- Location: French Hill settlement, East Jerusalem
- Date: 19 June 2002; 23 years ago c. 7:05 am
- Attack type: Suicide bombing
- Deaths: 7 (+1 suicide bomber)
- Injured: ≈ 50
- Perpetrator: Al-Aqsa Martyrs' Brigades claimed responsibility

= 2002 French Hill suicide bombing =

Suicide bombing on 19 June 2002

A suicide bombing occurred on 19 June 2002, in a crowded bus stop and hitchhiking post at the French Hill settlement in northern East Jerusalem. The site of the attack was chosen in order to cause a maximum number of casualties. Seven people were killed in the attack, and 35 were injured.

The Palestinian militant group Al-Aqsa Martyrs' Brigades claimed responsibility for the attack.

The attack took place only a day after the deadliest bombing attack in Jerusalem in six years occurred, in which a Palestinian suicide bomber killed 19 people on a crowded bus in southern Jerusalem. According to The Daily Telegraph, both of the attacks were timed to disrupt an expected announcement by U.S. President George W. Bush regarding a future Palestinian state, and Bush did in fact delay his speech.

== The attack ==
On Wednesday, shortly after 7:05 am, a Palestinian suicide bomber got out of a red Audi vehicle next to a bus station in Jerusalem's French Hill settlement.

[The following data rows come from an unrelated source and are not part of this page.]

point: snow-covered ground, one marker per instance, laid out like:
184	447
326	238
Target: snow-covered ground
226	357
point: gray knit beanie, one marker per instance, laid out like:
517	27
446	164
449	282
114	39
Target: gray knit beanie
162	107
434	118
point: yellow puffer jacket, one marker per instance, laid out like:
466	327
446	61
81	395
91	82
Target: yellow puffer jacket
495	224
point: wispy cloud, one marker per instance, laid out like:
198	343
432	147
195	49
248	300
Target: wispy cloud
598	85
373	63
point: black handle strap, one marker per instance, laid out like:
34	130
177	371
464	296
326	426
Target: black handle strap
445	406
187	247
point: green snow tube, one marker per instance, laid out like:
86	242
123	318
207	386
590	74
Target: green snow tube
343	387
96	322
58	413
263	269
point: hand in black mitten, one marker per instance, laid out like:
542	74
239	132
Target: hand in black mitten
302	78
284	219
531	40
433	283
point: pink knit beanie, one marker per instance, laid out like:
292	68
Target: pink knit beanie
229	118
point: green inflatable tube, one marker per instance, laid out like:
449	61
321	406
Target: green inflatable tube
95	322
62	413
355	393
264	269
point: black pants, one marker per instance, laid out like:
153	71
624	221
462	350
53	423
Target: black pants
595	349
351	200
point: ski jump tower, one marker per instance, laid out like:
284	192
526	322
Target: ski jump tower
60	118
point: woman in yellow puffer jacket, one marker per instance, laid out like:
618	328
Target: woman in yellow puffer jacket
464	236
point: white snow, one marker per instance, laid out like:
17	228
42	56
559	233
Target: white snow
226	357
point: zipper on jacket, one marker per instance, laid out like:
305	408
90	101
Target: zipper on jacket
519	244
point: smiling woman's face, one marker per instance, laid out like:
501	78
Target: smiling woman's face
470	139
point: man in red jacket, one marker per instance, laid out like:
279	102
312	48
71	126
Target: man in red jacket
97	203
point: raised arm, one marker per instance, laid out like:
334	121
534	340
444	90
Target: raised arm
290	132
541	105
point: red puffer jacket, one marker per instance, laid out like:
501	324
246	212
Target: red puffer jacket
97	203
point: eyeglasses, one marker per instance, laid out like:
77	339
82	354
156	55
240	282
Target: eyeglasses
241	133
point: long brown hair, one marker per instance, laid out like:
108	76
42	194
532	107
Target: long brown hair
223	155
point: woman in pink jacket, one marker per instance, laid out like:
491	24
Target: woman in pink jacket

Because the bus stop had been targeted by assailants in the past, the bus stop was heavily guarded. Two Border Police patrolmen, who were securing the site, chased the suspect to try to stop him, but the suicide bomber managed to run past them straight into the middle of a crowd of people waiting for the bus in one of the busiest bus stops in Israel. The suicide bomber detonated the explosive device that he was holding in a bag, killing seven people. About 50 additional people were injured from the force of the blast and by shrapnel that was packed around the explosive device. Eight of the wounded sustained severe injuries.

The force of the blast completely destroyed the bus station, which was made of concrete, and many body parts were scattered over a large area throughout the street near the bus station. Later, a bulldozer dismantled what was left of the concrete bus station.

The two Border Police patrolmen at the scene were wounded in the attack, one of them seriously.

== The perpetrators ==
Shortly after the attack, the Palestinian militant group Al-Aqsa Martyrs' Brigades, which publicly identifies itself as the military wing of Fatah (led at the time by Yasser Arafat), claimed responsibility for the attack during a broadcast on Lebanese television.

== Aftermath ==
According to the Daily Telegraph, both attacks carried out in Jerusalem on 18 and 19 June 2002 were timed to disrupt an expected announcement by U.S. President George W. Bush regarding a future Palestinian state, provided that the Palestinian Authority first met a series of strict conditions. White House spokesman Ari Fleischer stated that Bush would delay the plan as such, because "It's obvious that the immediate aftermath is not the right time."

=== Israeli response ===
In response to the attack, three hours after the attack took place, Israeli Air Force helicopters fired rockets at metal workshops in the Gaza Strip which were used to manufacture weapons. According to Reuters, at least five rockets were shot in Gaza City and Khan Yunis.

== Official reactions ==
- Involved parties
Israel:
- Israeli government spokesman Arye Mekel referred to the attack, noting that "It is another carnage, another brutal attack on innocent people who were standing, waiting for a bus".

Palestinian territories:
- The Palestinian Authority condemned the attack. An official statement issued said, the PA "reiterates its condemnation and denunciation" of "all operations against Israeli civilians."
- Palestinian leader Yasser Arafat released a statement after the attack, which he wrote in Arabic, in which he called on Palestinians to completely stop attacks against Israelis, noting that "Targeting civilians, whether they are Israelis or Palestinians, is a deplorable act" and noting that these attacks are not a "legitimate resistance" to Israeli occupation and that Israel uses them as an excuse to invade the Palestinian territories.